Que dites-vous à ceux qui craignent une islamisation de la société ?
Je leur explique que nous avons besoin d’un consensus national, que nous devons ramener le calme dans les esprits. Et que nous devons nous entendre entre nous sur les orientations de la nouvelle constitution.
Sur un plan personnel, que vous apporte la religion dans votre activité de ministre ?

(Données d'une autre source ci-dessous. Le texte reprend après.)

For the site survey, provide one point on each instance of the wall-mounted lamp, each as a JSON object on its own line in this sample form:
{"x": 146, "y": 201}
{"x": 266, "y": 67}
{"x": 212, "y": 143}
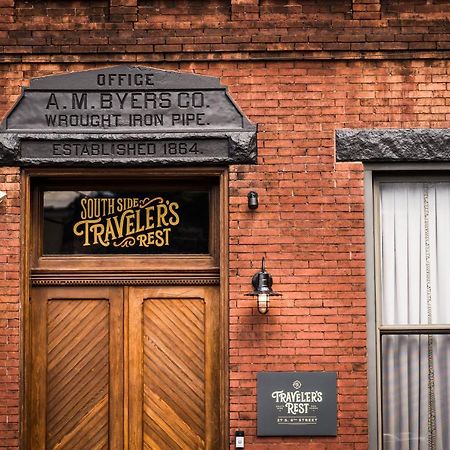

Vous savez, Ennahda n’est pas un parti religieux. C’est une institution politique démocratique, d’inspiration musulmane, comme la démocratie-chrétienne en Europe. Nous revendiquons la démocratie au sein de notre mouvement depuis sa création en 1981. Nous nous réclamons des valeurs de liberté et de tolérance. Chez nous, il n’y a pas d’orientations sacrées, mais des orientations politiques.
Vous dites qu’à Ennahda, il n’y a pas d’ «orientations sacrées ». Pourtant, les pouvoirs publics tunisiens ont récemment parlé d’ «atteinte au sacré» à propos de certaines œuvres d’art, par ailleurs qualifiées de «provocation»…
Chacun doit respecter les valeurs et les croyances de l’autre. Il est important de trouver un terrain d’entente. Nous, nous demandons que l’on respecte notre religion, tout en sachant que nous avons un effort à faire un effort de notre côté.
Je respecte les traditions des autres. Mais je demande aussi que l’on me respecte. Aujourd’hui, on assiste parfois à certaines formes d’agression. Vous devez comprendre que la culture musulmane est très différente de la culture européenne. Pour elle, on ne doit pas porter atteinte à l’image du prophète.